Now knowing the exact time, and more importantly, how long I had been awake for, my body let out an intense yawn against my will. As if an internal switch had been flicked off inside of me, my eyelids began to droop slightly. Despite the light above us being turned off, the room was dark – no, wait, that's not it. It was serene. Calm and quiet, save for the occasional call of wild animals from outside, singing each other into an uneasy sleep.

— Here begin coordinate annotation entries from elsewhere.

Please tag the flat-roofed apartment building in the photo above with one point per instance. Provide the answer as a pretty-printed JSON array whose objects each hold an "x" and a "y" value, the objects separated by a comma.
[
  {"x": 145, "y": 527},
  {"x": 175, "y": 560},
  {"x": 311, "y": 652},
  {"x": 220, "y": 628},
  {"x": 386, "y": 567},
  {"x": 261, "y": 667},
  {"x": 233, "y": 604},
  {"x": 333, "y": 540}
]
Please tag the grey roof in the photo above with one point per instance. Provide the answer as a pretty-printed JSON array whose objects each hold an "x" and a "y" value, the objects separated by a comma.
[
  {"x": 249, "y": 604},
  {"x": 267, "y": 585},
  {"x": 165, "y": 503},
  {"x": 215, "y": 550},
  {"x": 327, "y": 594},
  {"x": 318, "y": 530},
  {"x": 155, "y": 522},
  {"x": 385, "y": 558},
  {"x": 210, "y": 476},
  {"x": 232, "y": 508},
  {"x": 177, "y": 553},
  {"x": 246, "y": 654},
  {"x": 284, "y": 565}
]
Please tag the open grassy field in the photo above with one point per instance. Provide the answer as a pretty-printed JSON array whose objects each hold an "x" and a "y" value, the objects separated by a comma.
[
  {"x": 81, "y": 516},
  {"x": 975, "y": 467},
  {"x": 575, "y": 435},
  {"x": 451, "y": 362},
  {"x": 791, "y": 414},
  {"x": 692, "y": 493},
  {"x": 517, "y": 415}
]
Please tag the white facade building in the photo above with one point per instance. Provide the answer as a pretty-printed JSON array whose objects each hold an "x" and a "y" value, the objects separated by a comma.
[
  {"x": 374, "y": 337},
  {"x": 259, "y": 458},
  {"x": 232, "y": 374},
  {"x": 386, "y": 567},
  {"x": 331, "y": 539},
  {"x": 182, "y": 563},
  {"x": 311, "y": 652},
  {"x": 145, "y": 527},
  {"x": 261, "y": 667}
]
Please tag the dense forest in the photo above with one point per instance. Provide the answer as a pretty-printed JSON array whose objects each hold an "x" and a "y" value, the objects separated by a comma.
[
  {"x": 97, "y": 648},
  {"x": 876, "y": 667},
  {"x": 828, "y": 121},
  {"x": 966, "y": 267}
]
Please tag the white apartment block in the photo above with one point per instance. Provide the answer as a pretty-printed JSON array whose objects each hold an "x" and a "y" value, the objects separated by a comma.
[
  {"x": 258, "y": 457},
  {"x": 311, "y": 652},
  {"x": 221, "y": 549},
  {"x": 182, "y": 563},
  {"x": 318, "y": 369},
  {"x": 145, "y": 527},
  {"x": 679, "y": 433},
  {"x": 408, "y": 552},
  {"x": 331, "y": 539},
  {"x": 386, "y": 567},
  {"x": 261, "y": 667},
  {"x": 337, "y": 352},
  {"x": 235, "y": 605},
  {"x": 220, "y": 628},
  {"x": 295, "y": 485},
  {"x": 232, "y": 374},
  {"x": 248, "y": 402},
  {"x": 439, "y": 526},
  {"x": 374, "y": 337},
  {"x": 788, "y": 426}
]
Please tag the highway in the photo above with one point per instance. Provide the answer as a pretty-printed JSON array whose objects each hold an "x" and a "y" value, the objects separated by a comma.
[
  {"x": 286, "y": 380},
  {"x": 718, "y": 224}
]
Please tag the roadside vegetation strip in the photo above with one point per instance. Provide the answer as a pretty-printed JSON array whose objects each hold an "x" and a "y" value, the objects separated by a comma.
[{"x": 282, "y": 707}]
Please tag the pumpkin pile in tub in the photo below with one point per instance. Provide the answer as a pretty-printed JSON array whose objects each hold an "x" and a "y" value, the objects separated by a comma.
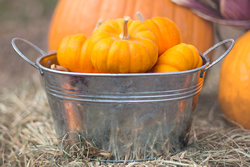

Beside me, I saw Edwin yawn as well, just as exaggerated as my own. He glanced down at his own watch, and his eyes widened just a bit. "Wow, it's ten already?" he asked rhetorically, but I nodded my head nonetheless, purely so I could feel like I made a contribution. "Shit, I have work in the morning. Better get some sleep soon, or they're gonna have a living zombie for a doctor," he joked.

I chuckled slightly. He didn't really sound at all concerned. I doubt he would actually let himself stay up any later than he had to. When you love your job as much as he did, you'll do whatever it takes to keep it. That's what I picked up from him, anyways. As a wannabe freelance photographer, I never had to worry about things like that. For me, it's always finding the work that always kills me.

A noise came from outside the window.

I froze. "Did you hear that?" I whispered quietly to my brother. The room suddenly grew quiet.

Edwin shook his head. "No. What was it?" he asked, an eyebrow arched slightly upwards. In my head, I tried to identify the slight, barely audible sound, but ultimately failed. I shrugged my shoulders in defeat.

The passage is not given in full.